Penetapan ini dilakukan menyusul bencana yang melanda sejumlah desa di Kecamatan Sipora Utara dan Sipora Selatan pada Selasa (10/06/2025).
Bencana tersebut memicu sorotan dari sejumlah pihak. Wahana Lingkungan Hidup Indonesia (WALHI) Sumatera Barat menilai banjir yang rutin terjadi di Sipora erat kaitannya dengan kerusakan ekosistem hutan di wilayah tersebut.
Kepala Departemen Advokasi Lingkungan Hidup WALHI Sumbar, Tommy Adam, menyebut kondisi geologis Pulau Sipora yang didominasi tanah rawa menjadikannya sangat rentan terhadap bencana banjir.

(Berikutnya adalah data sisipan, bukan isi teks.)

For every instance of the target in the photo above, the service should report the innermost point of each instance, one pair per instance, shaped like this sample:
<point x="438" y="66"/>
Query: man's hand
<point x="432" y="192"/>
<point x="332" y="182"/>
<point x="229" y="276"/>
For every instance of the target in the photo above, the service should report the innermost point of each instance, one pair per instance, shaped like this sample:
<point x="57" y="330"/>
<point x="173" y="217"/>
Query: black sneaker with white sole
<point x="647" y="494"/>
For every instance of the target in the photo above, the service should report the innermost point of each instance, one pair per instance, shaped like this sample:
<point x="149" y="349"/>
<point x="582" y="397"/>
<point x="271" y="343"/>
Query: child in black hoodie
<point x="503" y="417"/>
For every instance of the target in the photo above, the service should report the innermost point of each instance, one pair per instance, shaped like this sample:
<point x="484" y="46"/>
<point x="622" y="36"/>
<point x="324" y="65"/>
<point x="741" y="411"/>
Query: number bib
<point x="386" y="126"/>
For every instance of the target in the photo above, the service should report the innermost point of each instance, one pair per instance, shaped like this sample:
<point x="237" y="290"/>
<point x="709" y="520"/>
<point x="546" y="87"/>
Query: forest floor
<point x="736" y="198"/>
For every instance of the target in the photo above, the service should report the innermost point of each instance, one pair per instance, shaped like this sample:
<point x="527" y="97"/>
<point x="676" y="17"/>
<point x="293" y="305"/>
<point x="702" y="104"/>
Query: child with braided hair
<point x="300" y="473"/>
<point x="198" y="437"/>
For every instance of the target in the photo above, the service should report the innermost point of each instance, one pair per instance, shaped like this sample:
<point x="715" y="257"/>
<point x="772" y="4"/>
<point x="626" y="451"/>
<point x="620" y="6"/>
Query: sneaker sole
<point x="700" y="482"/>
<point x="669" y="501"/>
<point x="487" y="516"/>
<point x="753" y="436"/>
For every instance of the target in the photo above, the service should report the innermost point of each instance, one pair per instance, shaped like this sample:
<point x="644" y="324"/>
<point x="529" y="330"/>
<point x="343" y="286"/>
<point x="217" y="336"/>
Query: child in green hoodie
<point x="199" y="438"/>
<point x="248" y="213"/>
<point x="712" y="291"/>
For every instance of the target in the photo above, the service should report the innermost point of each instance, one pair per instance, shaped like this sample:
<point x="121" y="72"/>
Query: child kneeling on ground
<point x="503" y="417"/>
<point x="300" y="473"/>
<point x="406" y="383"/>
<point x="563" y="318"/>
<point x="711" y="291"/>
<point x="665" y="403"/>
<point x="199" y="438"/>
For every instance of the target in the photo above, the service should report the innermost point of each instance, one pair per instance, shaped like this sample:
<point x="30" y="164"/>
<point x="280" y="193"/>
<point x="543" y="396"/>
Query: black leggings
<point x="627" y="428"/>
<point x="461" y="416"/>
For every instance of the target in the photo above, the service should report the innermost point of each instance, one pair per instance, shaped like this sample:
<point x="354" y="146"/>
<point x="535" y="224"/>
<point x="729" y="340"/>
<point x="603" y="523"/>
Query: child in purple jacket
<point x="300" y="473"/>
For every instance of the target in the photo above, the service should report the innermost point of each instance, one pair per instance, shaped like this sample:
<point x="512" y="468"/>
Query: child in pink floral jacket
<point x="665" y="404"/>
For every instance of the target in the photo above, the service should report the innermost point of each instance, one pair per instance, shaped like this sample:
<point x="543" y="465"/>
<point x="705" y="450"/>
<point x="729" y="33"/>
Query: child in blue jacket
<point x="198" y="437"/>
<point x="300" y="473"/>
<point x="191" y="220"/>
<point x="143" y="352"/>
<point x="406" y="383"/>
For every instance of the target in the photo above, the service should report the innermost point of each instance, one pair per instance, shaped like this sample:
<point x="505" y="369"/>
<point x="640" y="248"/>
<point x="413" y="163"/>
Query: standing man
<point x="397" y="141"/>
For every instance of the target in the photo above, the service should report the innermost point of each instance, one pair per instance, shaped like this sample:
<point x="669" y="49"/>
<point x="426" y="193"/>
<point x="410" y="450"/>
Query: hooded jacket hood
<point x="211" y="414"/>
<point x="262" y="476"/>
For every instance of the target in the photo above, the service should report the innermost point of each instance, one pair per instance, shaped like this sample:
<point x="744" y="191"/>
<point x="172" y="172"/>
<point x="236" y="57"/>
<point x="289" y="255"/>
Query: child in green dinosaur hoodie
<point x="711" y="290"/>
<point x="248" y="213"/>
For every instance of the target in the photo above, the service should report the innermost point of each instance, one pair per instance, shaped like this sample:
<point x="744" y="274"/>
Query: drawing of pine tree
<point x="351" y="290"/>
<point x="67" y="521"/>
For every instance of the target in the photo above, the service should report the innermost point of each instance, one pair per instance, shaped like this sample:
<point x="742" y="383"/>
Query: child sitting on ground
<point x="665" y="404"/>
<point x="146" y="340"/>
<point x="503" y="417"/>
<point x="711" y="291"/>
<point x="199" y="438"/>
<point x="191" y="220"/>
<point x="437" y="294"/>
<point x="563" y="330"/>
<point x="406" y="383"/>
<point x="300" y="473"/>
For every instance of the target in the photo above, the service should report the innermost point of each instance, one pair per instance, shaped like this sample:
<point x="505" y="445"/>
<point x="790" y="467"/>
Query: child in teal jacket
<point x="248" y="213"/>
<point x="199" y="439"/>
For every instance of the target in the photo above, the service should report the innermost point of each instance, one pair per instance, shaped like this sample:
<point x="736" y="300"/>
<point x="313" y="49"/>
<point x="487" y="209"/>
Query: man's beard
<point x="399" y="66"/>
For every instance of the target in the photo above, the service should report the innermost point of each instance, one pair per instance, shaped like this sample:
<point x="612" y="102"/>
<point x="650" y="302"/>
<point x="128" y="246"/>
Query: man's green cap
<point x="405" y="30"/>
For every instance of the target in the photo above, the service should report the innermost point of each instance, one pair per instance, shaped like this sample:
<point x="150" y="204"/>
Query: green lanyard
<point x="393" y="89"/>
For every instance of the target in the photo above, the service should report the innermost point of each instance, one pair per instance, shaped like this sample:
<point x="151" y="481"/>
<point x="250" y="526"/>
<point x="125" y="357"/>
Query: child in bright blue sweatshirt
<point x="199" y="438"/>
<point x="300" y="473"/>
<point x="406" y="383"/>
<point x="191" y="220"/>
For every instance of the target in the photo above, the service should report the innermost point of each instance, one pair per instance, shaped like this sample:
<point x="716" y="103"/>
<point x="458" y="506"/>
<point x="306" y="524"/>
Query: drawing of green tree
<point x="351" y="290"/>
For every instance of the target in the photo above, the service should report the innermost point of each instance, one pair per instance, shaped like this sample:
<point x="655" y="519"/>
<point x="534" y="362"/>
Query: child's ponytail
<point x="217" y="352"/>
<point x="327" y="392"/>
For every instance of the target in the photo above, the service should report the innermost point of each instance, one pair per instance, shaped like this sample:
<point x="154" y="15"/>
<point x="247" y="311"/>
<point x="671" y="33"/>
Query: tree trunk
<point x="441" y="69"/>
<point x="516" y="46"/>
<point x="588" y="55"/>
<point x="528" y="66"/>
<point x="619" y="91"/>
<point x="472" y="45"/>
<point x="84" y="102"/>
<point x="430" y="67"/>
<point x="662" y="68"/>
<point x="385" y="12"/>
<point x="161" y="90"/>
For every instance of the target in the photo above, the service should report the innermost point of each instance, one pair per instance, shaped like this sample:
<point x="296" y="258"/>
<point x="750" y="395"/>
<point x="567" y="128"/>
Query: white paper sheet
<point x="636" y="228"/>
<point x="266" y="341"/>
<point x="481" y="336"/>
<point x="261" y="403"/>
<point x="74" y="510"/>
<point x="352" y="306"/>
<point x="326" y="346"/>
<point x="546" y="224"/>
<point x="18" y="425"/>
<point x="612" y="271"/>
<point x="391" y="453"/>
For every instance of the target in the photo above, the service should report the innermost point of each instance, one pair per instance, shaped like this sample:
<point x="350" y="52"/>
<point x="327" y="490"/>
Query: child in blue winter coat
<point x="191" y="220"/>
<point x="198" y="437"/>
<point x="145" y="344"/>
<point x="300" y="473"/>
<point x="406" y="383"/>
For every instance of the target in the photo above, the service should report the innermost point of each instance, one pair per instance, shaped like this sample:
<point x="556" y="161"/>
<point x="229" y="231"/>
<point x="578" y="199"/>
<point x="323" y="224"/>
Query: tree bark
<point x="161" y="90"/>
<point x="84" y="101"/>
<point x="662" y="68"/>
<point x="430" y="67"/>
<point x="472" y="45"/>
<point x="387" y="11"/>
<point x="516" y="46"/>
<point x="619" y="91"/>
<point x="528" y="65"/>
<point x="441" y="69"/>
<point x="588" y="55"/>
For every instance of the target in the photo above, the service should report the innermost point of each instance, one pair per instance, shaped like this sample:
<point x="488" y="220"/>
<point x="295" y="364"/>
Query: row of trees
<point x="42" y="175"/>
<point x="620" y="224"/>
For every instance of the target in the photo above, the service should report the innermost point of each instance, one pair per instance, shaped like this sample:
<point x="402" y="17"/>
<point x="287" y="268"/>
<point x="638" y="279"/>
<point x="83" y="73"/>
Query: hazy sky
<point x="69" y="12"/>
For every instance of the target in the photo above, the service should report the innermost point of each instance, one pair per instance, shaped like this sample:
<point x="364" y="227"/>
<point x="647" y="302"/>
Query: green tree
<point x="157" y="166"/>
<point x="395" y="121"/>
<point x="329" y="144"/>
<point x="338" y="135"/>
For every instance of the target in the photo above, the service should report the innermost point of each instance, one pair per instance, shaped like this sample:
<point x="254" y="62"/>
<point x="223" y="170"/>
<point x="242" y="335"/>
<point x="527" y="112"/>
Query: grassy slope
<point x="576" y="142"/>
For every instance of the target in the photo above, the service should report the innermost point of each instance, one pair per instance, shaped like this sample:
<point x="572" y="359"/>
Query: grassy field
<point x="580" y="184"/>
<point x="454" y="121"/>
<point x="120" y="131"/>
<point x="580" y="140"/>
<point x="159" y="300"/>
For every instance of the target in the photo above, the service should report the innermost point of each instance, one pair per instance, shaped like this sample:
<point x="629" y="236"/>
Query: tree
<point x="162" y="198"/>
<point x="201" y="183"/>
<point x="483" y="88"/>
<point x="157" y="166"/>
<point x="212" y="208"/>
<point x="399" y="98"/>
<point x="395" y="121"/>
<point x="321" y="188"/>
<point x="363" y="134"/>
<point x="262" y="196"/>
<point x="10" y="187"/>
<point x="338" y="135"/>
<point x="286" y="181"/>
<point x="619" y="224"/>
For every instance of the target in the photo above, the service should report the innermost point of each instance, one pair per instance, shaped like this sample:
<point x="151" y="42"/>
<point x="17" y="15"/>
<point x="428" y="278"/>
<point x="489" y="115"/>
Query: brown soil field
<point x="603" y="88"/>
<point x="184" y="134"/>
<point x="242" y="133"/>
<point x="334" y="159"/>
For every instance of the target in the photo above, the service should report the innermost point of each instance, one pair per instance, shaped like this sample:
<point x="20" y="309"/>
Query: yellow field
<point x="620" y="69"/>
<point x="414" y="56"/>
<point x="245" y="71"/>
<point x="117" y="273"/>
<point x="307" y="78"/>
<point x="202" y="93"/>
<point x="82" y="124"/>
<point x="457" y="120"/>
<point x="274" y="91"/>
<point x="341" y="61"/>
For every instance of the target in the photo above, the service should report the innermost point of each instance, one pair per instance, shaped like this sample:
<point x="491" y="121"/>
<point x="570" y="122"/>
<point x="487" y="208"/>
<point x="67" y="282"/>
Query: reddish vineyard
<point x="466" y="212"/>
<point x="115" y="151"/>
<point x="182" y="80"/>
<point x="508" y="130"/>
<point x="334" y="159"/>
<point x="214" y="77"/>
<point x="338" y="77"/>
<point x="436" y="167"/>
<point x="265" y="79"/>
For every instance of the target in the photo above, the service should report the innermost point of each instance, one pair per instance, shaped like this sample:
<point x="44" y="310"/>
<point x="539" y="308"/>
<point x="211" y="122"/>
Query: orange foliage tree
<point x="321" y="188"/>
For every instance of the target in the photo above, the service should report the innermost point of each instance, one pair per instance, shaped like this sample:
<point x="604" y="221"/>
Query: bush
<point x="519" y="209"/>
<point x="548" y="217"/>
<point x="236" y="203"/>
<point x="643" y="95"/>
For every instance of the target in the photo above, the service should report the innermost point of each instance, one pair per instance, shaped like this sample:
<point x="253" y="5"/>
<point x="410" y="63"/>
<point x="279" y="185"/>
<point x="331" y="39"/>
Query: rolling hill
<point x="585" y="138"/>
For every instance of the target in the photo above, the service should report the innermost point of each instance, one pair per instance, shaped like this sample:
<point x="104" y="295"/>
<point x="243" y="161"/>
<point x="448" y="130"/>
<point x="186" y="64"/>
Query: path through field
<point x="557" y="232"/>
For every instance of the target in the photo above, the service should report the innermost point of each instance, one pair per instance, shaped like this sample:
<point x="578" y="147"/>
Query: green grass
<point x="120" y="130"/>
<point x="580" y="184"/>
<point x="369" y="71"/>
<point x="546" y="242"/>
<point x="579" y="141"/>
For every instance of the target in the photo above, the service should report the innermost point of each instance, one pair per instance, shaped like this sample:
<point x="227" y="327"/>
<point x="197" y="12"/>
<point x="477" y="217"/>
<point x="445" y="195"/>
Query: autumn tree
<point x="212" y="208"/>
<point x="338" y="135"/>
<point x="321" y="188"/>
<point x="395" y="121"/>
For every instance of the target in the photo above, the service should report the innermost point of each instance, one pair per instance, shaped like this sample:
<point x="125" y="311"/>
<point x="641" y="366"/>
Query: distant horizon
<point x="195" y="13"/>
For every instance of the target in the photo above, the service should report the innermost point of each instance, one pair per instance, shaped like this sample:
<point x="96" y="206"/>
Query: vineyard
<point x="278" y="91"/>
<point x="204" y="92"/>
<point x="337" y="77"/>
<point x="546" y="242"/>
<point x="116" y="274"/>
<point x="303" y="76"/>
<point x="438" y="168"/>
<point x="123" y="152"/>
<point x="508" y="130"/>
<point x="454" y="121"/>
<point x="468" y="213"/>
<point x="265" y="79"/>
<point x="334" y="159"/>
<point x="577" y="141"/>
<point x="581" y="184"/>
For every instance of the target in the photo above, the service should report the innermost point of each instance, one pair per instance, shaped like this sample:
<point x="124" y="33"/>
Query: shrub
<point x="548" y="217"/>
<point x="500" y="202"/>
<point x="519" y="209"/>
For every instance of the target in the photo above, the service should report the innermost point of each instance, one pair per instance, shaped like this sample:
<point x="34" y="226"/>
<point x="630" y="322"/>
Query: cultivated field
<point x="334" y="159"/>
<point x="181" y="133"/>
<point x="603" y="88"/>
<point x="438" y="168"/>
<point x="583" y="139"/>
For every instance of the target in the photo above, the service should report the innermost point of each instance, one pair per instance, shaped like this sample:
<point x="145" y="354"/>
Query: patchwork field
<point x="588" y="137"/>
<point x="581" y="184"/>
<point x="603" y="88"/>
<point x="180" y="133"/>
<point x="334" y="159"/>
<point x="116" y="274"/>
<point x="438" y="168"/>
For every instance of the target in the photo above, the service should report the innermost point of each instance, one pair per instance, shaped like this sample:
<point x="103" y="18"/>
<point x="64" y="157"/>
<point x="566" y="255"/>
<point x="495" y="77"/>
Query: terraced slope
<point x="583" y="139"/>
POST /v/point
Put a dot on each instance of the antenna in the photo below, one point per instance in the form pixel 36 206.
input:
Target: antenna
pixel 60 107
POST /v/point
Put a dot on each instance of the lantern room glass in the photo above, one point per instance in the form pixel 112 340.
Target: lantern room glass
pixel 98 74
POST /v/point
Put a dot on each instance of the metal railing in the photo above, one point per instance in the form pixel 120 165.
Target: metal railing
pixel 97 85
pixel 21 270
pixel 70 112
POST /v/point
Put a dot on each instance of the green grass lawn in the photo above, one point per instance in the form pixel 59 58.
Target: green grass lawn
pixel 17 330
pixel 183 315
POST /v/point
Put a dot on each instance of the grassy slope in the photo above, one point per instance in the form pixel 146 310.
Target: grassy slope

“Pulau Sipora itu termasuk pulau kecil yang secara geologi didominasi tanah rawa. Kami melakukan pemodelan dari 2021 hingga 2024 menggunakan citra satelit untuk menganalisis penyebab banjir,” kata Tommy, Senin (16/06/2025).
Dari hasil analisis WALHI, kawasan Daerah Aliran Sungai (DAS) Mapadegat menjadi wilayah yang terdampak paling signifikan. Selama periode 2021 hingga 2024, tutupan pohon seluas 540 hektare hilang di kawasan tersebut menyusut sekitar 18 persen dibandingkan kondisi tahun 2000.
“Dari total luas DAS sekitar 3.470 hektare, kawasan ini sudah tidak memiliki hutan utuh. Ekosistemnya sudah terfragmentasi,” ujarnya.
WALHI menduga kerusakan ini disebabkan oleh penebangan kayu legal yang terdaftar dalam Sistem Informasi Penatausahaan Hasil Hutan (SIPUHH) di sejumlah titik. Aktivitas tersebut dinilai memperparah bencana banjir, khususnya di Kecamatan Sipora Utara.